Im vergangenen Jahrhundert gab es immer Phasen, in denen die religiöse Rechte vor Kraft kaum gehen konnte, und dann wieder in Selbstmitleid, interne Kämpfe und Resignation verfiel. Für mich spricht daher vieles eher dafür, dass nach Trump die wahrscheinlich noch säkularer gewordene Mehrheit der Gesellschaft zusammen mit den Mainline Churches daran arbeiten wird, dass sich Bündnisse wie 2024 bei der Wahl von Trump so schnell nicht wiederholen. Darüberhinaus gibt es keinen Kronprinzen für Trump. J. D.Vance ist in der eigenen Bewegung unpopulär geworden, mit seiner Kritik am Irankrieg hat er seine Stellung im Inner Circle schwer geschädigt. Außenminister Marco Rubio, der als Interventionist auftritt, hat auch keine Botschaft, die im MAGA-Milieu anschlussfähig wäre. Daher sehe ich derzeit keinen starken Nachfolger am Horizont, der mit weniger Personenkult und Irrationalität die Bewegung nach vorne bringen könnte. Allerdings bleibt die konservative Mehrheit am Supreme Court noch eine Generation erhalten. Mit der religiösen Rechten müssen wir immer rechnen, auch hier in Europa. Sie wird stets einen gewissen politischen Einfluss haben, auch durch ihre wirtschaftliche Möglichkeiten. Auch wenn sie das Bündnis mit dem Weißen Haus verliert, wird sie in den konservativen Staaten der USA immer noch eine dominierende Rolle spielen.
Ist die religiöse Rechte eigentlich eine explizit antimuslimische Bewegung oder spielt das eher eine untergeordnete Rolle?

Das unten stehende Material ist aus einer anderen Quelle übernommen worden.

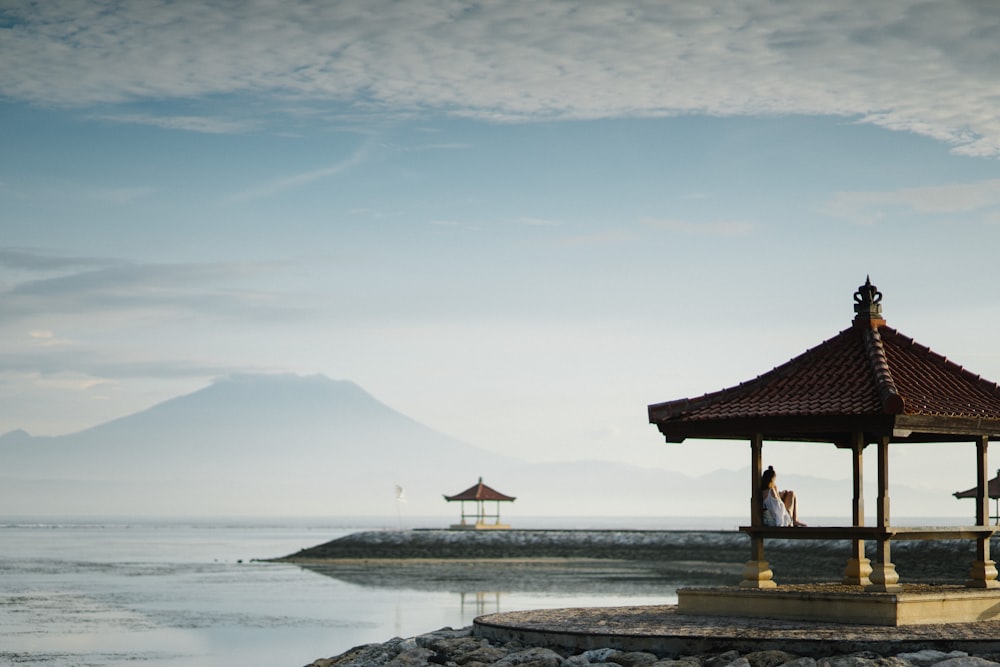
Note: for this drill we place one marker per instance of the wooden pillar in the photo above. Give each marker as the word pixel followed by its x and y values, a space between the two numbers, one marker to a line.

Das Antimuslimische ist immer ein Faktor, aber da sich die Rhetorik in den vergangenen Jahren sehr gegen die Migranten aus dem Süden der USA richtete, spielte das zuletzt nur regional eine Rolle - etwa gegenüber den Somalis in Minnesota. Bei den Hispanics ist das Paradox, dass Trump in dieser Gruppe noch ungewöhnlich gut abgeschnitten hat. Viele glaubten, vor den angekündigten Deportationen sicher zu sein, haben sich teilweise als aktive Wahlkämpfer engagiert und wurden dann plötzlich von ICE und Border Patrol deportiert.
Dann ist die Beschimpfung des in den USA geborenen Papstes Leo durch Trump in den vergangenen Tagen also kein Widerspruch zum christlichen Nationalismus.
Unter den weißen Evangelikalen gab es immer ein antikatholisches, ein anti-jüdisches und ein anti-muslimisches Ressentiment. Die leise, klare Sprache von Papst Leo ist der absolute Gegenpol zu Trumps Rhetorik. Er hat es geschafft, die lange tief gespaltene katholische Kirche von den kulturkämpferischen Thematiken wegzuführen und auf zwei Themen zu fokussieren, die Ablehnung der Deportationspolitik und des Krieges. Die Wutposts von Trump sind eigentlich das Beste, was dem Papst passieren konnte. Trump hat einen Machtkampf an einer Stelle entzündet, an der er nur verlieren kann. Die weißen Katholiken, die ihn mit großer Mehrheit gewählt haben, gehen ihm damit als Unterstützer verloren.